Promoting Equality in African Schools (PEAS) is a UK-based charity that builds, develops and runs low fee secondary schools in Uganda and Zambia.

== Overview ==

PEAS was founded in 2008 by social entrepreneur John Rendel, a Teach First graduate, after visiting Uganda as a student and discovering the huge need for secondary education following the Ugandan governments' free universal primary education (UPE) policy. A similar trend across African has seen a boost in primary enrolment yet demand for secondary education is largely unmet: only about 23% of girls and 27% of boys are enrolled at secondary level, largely due to a lack of schools.

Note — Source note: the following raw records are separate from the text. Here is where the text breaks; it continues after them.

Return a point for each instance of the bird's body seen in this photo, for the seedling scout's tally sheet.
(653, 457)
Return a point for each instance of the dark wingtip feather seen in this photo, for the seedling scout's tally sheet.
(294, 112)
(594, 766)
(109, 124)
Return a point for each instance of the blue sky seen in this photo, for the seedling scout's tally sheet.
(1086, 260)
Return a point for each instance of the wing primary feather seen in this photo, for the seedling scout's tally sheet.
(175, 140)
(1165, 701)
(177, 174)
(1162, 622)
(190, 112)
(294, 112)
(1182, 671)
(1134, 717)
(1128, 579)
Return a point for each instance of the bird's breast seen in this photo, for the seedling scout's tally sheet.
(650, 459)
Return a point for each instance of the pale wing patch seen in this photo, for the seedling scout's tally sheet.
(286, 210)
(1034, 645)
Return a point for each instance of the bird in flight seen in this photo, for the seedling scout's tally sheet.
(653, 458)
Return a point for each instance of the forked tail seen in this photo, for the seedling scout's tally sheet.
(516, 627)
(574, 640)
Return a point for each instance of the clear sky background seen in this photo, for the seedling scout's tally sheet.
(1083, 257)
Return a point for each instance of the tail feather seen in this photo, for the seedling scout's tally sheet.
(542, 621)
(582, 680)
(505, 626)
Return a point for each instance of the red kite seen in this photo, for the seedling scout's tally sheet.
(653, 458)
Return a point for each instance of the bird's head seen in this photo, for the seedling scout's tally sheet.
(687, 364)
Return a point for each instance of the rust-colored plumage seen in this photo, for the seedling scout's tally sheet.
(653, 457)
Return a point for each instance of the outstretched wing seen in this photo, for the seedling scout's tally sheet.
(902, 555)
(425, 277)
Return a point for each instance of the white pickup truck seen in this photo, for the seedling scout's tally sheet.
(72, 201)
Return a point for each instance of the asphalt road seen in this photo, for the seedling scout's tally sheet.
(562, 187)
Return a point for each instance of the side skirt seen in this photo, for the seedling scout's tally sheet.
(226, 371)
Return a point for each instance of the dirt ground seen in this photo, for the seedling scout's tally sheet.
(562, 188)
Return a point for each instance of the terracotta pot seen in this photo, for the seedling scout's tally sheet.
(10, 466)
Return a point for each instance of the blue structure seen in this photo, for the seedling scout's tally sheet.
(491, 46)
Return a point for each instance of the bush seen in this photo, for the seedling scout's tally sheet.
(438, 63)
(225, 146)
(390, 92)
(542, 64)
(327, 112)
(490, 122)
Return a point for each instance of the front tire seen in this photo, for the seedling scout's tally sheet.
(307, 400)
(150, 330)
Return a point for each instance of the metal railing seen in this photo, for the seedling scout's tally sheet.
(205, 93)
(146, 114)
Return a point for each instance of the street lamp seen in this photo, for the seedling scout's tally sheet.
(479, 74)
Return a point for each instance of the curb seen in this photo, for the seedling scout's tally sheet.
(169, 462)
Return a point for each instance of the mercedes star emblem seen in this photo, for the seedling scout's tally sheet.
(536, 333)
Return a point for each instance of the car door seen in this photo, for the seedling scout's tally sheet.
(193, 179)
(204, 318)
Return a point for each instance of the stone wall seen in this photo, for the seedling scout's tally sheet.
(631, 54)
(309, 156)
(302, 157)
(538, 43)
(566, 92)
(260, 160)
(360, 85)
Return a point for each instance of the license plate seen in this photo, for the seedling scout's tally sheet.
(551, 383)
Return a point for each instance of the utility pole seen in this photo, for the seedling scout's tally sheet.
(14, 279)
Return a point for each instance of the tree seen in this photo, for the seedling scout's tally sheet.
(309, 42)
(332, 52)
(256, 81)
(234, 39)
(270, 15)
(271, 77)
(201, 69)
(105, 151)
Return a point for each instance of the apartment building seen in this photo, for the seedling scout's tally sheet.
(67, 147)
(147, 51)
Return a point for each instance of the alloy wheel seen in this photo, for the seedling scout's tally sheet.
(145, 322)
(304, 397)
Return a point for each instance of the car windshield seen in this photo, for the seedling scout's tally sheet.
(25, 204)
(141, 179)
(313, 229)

John Rendel, who has won an Unltd Award for Social Entrepreneurship was named in the Courvoisier Future 500 as one of five young leaders in the public and social sectors, founded Promoting Equality in African Schools (PEAS) in 2004

PEAS has teams in the UK, Uganda and Zambia, working to both raise money (in the UK) and implement the PEAS SmartAid approach. As a result, there are currently 22 schools across the PEAS network in Uganda and Zambia, with several new schools under construction, including one in Zambia. The existing PEAS schools are:
- Onwards and Upwards Secondary School
- Forest High School
- Sarah Ntiiro High School
- Kiira View Secondary School
- Green Shoots Secondary School
- Lamwo Kuc Ki Gen High School
- Hibiscus High School
- Pioneer High School

== Bridges to Africa ==

Bridges to Africa is a national sponsored walk organised by PEAS, involving students from schools across London and the UK that has been running since 2006. Students join to complete 10 km bridge walks in London, Manchester and Birmingham. The money raised by students is used to help build new affordable secondary schools in Uganda and Zambia through the charity. In the past, the event has been attended by then Chancellor of the Exchequer Gordon Brown and Channel 4 new presenter Jon Snow. The walk takes place yearly, in May.